Das E-Learning wird derzeit von vielen Verlagen als wichtiges Betätigungsfeld erkannt, auf dem sich Buchinhalte hervorragend erweitern und ergänzen lassen. Wer das Buch kauft, erhält ein exklusives Passwort, und kann damit auf die Internet-Plattform "Mastering- Astronomy" zugreifen. Auf dieser umfangreichen Website finden sich unter anderem Aufgaben zum vertiefenden Selbststudium, deren Lösung stets Knobelarbeit und häufig einen Taschenrechner erfordert.

Zu den vielen Überraschungen, die dieses Buch bietet, zählen auch die vier im Anhang befindlichen, auf schwerem Papier gedruckten Sternkarten mit nachtleuchtenden Sternen. Eine der Zugaben verdient besondere Erwähnung: Die dem Buch beigelegte Planetariums-Software SkyGazer der amerikanischen Firma Carina Software, die ganz auf benutzerfreundliche Astronomie-Programme spezialisiert ist. Zwei Softwarepakete ergänzen einander, nämlich ein Planetariumsprogramm sowie ein Bündel verschiedener Tutorien und Demonstrationen.

Obwohl an diesem Werk mehrere Autoren – über mehrere Jahre! – gearbeitet haben, ist es wie aus einem Guss, und marginalisiert schon damit viele ähnliche Astronomiebücher. Zudem fällt die Aktualität sämtlicher Ausführungen positiv auf. Auch das ist – mit Blick auf manche jüngere deutschsprachige Publikation – nicht selbstverständlich, wird doch sicher viel Mühe allein für die präzise Übersetzung dieses mächtigen Opus vonnöten gewesen sein. Wenn dieses Buch überhaupt einen Haken erkennen lässt, dann nur mit einem schmunzelnden Auge: Aufgrund seines hohen Gewichts eignet es sich weniger zur Gute-Nacht-Lektüre als zur reinen Tisch-Lektüre.

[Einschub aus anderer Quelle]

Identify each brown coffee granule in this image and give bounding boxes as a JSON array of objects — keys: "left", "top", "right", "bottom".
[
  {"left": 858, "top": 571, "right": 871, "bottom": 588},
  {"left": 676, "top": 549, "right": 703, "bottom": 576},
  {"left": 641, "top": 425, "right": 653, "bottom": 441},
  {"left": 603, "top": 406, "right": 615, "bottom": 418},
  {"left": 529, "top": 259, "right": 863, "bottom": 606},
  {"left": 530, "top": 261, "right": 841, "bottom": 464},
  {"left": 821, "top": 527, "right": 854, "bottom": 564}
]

Wenngleich dieses Buch ursprünglich für Studierende an US-amerikanischen Colleges konzipiert ist – an einigen Colleges kann Astronomie als eigenständige Disziplin belegt werden, ohne gleichzeitig für Physik oder Mathematik eingeschrieben zu sein –, und den Stoff erstaunlich "mathematikfrei" präsentiert, so dürfte es sich auch für Studierende der Astrophysik hierzulande eignen, die einen Einstieg mit Tiefgang suchen. Auch all Jene, die an Astronomie einfach nur interessiert sind, und keine Examensprüfungen mehr vor sich haben, dürften diesen allumfassenden und stets leicht verständlichen Astronomiewälzer schätzen.

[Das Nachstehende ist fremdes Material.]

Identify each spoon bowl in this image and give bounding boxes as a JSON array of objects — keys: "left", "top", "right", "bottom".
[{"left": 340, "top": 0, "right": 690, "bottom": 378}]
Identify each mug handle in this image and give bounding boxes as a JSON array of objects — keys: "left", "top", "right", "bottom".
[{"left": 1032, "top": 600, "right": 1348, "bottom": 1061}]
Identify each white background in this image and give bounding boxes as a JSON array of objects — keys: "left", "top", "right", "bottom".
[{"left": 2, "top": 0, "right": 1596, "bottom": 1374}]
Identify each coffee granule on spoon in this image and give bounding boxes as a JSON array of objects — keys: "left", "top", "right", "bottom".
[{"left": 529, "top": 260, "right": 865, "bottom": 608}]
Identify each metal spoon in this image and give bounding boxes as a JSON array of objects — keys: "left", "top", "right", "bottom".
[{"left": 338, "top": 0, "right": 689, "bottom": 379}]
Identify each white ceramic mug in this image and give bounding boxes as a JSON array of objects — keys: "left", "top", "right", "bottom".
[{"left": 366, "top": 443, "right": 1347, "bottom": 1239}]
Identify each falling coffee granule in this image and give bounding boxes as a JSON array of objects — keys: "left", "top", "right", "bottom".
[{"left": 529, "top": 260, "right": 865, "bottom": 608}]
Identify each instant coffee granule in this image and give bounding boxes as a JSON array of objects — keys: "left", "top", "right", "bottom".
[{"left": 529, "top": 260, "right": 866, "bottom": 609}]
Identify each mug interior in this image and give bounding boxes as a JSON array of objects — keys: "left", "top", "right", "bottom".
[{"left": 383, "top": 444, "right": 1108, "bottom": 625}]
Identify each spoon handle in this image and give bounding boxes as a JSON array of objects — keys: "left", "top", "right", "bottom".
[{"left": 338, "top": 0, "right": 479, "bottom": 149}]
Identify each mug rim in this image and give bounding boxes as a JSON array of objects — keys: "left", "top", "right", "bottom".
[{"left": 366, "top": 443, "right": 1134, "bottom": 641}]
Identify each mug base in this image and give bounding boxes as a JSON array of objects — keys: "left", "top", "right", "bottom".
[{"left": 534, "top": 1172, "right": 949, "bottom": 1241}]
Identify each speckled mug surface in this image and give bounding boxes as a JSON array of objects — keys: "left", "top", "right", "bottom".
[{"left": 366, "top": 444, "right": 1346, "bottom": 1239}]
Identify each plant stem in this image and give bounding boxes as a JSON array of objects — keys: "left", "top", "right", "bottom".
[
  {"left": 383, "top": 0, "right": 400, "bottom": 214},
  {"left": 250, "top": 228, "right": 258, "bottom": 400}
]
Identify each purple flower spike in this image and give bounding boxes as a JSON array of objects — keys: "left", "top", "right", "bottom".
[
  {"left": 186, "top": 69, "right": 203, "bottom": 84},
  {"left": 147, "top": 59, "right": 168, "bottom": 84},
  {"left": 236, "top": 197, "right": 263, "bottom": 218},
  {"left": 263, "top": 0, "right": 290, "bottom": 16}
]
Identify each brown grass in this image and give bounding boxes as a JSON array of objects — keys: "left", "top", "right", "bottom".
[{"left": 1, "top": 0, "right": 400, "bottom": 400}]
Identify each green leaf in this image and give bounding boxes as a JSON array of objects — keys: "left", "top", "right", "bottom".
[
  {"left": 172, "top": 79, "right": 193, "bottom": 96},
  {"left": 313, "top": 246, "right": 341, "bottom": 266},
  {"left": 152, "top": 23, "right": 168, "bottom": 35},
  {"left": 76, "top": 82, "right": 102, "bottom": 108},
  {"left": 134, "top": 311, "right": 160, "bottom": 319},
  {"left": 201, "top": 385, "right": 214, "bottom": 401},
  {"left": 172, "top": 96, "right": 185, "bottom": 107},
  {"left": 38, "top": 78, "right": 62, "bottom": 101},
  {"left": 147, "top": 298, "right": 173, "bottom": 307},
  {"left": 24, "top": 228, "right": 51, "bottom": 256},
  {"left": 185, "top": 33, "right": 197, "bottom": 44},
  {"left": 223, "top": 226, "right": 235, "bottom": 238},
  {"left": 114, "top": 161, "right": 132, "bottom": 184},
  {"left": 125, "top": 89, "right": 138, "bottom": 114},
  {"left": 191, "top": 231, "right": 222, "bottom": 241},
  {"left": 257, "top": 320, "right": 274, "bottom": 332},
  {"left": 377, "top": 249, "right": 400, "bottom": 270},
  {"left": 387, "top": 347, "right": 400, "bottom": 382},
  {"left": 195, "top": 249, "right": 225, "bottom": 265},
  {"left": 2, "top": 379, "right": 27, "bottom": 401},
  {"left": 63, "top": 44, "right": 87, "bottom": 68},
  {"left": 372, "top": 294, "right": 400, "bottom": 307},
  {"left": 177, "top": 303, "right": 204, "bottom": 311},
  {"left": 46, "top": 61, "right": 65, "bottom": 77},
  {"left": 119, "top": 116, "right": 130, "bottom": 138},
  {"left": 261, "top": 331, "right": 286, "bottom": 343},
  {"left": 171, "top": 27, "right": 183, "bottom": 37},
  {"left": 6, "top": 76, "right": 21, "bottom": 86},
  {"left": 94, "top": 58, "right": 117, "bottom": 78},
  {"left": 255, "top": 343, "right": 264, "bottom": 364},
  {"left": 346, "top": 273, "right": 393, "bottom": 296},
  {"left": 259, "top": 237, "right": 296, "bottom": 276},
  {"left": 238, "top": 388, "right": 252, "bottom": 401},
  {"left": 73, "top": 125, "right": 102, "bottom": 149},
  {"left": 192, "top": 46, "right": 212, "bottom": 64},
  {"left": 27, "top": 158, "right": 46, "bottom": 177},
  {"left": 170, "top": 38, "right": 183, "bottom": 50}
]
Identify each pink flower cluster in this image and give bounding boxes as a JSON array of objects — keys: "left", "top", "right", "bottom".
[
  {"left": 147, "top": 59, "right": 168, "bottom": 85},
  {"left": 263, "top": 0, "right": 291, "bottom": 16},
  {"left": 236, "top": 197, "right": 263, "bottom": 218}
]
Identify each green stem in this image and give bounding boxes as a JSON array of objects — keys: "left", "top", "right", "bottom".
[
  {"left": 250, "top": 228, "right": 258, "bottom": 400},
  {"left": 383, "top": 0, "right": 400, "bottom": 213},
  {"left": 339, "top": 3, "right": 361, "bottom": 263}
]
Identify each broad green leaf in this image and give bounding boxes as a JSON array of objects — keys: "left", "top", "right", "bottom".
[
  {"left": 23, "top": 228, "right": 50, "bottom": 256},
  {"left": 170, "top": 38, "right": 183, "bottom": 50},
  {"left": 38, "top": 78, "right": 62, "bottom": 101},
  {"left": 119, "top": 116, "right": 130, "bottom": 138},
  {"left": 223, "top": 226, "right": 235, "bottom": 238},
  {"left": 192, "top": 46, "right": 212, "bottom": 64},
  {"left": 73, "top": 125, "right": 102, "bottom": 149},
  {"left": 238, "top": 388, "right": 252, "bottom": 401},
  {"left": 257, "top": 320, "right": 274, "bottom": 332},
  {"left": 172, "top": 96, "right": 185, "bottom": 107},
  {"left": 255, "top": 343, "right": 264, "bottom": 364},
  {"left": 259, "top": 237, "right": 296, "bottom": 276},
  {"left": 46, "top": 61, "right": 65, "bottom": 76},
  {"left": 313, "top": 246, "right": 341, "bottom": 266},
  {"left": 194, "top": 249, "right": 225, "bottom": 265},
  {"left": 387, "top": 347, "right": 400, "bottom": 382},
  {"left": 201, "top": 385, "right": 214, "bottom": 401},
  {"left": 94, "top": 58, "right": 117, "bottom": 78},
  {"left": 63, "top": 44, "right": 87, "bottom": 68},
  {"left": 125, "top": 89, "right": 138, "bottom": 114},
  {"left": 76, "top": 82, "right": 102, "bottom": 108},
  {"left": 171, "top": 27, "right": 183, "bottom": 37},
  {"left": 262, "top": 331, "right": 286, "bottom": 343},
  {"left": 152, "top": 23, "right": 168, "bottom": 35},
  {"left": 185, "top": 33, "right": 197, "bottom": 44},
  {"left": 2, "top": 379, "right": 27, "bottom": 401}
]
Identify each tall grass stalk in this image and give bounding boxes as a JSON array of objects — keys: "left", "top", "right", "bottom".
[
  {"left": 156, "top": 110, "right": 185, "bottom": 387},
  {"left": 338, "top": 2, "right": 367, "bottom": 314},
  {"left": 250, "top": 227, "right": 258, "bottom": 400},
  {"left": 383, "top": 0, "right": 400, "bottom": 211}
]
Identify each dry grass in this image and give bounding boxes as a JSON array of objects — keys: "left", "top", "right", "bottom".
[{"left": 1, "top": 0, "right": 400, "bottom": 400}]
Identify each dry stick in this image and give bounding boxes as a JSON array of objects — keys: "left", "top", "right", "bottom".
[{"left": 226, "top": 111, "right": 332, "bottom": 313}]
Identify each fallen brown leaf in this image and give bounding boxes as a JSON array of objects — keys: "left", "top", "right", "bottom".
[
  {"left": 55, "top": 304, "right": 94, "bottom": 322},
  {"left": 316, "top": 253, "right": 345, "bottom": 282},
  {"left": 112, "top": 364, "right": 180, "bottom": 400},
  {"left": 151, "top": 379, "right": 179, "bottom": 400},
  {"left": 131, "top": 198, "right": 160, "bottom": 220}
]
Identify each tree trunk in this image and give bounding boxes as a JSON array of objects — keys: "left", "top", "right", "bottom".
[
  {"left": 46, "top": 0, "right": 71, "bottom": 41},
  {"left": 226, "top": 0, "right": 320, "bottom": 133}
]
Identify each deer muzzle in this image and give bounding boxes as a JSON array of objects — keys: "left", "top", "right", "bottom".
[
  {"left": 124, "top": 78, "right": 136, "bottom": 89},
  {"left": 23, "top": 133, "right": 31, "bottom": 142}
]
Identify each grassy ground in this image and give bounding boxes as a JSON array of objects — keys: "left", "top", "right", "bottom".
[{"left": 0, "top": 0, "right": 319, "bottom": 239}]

Um die eingangs gestellte Frage, ob Astronomie in ein einziges Buch "passen" kann, zu beantworten: Ja, es funktioniert – und wie! Wer astronomische Sachverhalte von Grund auf "verstehen" möchte, ohne sich in mathematischem Formelwerk zu verheddern, dem wird dieses besondere Buch lange Zeit als Wissensfundus dienen. Dem Herausgeber der deutschen Ausgabe, Harald Lesch, gebührt ein großer Dank, dieses Buch auf deutsche Schreibtische gewuchtet zu haben. Ach ja, ein zweiter "Haken" soll nicht unerwähnt bleiben. Das Werk birgt ein hohes Gefahrenpotenzial: Der Leser will partout nicht mehr von ihm ablassen, weil er an jeder Ecke Gefahr läuft, sich unentrinnbar festzulesen.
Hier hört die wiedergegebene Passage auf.